The developer is well respected in the township, said Bergmann, who says she is confident the project will be an asset to the community.
“We’re not trying to upset the neighbors,” she said. “I don’t know why they are fighting this. You know what? Those people moved in, too. They weren’t there when I was growing up. Thank goodness we didn’t have pigs.”
A TIMELINE AND PLANS IN THE WORKS
A consulting company hired by Derrick Custom Homes is in the process of updating an environmental assessment that was done on the property in 2018.
Ron Derrick, president of Derrick Custom Homes, said he expects the purchase agreement to be signed this spring. Construction of the development could start in June, and the first house could be under construction by September.
The Hills of Spring Creek is expected to be accessed from Osgood Avenue on the east and 47th Street North on the west; no access from the south is allowed because of a railroad track. The development is expected to generate about 940 vehicle trips a day.

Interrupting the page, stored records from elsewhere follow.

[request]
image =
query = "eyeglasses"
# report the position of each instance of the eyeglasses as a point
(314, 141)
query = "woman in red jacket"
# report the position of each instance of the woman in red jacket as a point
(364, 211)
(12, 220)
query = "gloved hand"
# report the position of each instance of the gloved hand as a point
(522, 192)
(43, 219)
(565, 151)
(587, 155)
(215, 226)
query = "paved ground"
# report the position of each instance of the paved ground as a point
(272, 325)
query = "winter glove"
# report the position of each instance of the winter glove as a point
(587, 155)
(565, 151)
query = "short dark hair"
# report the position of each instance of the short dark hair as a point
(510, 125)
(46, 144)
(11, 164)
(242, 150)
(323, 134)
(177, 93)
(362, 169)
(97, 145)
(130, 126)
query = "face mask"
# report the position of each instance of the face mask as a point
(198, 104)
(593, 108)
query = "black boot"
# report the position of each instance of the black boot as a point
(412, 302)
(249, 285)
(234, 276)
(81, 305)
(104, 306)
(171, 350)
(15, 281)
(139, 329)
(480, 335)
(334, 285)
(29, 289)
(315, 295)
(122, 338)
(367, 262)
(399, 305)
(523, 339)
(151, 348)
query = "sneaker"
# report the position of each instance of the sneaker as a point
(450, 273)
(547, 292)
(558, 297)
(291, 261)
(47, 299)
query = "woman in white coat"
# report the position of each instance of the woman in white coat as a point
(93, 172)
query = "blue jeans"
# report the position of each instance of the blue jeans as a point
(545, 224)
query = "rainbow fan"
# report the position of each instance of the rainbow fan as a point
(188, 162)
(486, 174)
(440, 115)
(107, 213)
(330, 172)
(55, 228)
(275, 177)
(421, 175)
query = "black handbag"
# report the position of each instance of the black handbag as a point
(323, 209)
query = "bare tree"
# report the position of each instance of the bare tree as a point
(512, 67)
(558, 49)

The heavily wooded 47th Street North was not designed to be an access road for 101 homes, said Bethany Falch, who lives on the connecting 47th Street Court North. There are seven homes on 47th Street North and eight homes on 47th Street Court North, which link to connect to Northbrook Boulevard.
The road has no sidewalks and contains many blind spots because of large trees, Falch said. “It doesn’t have lines painted down the middle. It is a rural street. It maybe sees 10 cars a day. It’s not designed to handle heavy loads — certainly not 500 cars a day.”

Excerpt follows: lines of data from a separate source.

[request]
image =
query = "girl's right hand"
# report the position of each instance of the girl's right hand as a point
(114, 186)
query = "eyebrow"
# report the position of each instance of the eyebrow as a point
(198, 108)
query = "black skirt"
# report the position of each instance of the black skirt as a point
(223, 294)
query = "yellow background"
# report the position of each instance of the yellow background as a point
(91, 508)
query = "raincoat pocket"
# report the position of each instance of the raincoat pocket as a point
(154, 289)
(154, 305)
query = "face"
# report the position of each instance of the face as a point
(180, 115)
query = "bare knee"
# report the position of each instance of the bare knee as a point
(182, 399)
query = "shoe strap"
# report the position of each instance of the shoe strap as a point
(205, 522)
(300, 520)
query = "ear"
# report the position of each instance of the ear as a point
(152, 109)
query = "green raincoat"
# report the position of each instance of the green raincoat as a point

Bergmann said the road right-of-way leading to the family farm off of 47th Street North was designated in the 1960s before any houses were built on the street. “Everybody that built in that area should have known that the road was right up onto our property in case we wanted to develop,” she said.
Derrick plans to present three possibilities regarding 47th Street North to the township: have the road be two-way, one-way or be made available only to emergency vehicles. “We want to be good neighbors,” he said.
The Baytown planning commission recommended approval of the development’s conditional-use permit and preliminary plat in January. The five-member town board must take up the matter at either its March or April meeting or schedule a special meeting.
TRAILS, BUFFER ZONE
The Hills of Spring Creek would be served by a community septic system and get water from Bayport, Derrick said. Two miles of trails would be built in the development. There also would be a buffer zone between the properties on 47th Street North and the new homes, which will range in price from $700,000 to $1 million.
“We’re trying to make it as palatable as we can,” Derrick said. “I get it. We’re the evil developers, and you’ve had a sanctuary in your backyard for how many years now. But it is somebody’s property. And people need to find a place to live. Right now there are very few options.”
John Hall, the township chairman, said he is holding out hope that the land could still become part of the WMA.
“To have a tract of land like this within our major metropolitan area … it’s just a real gem,” he said.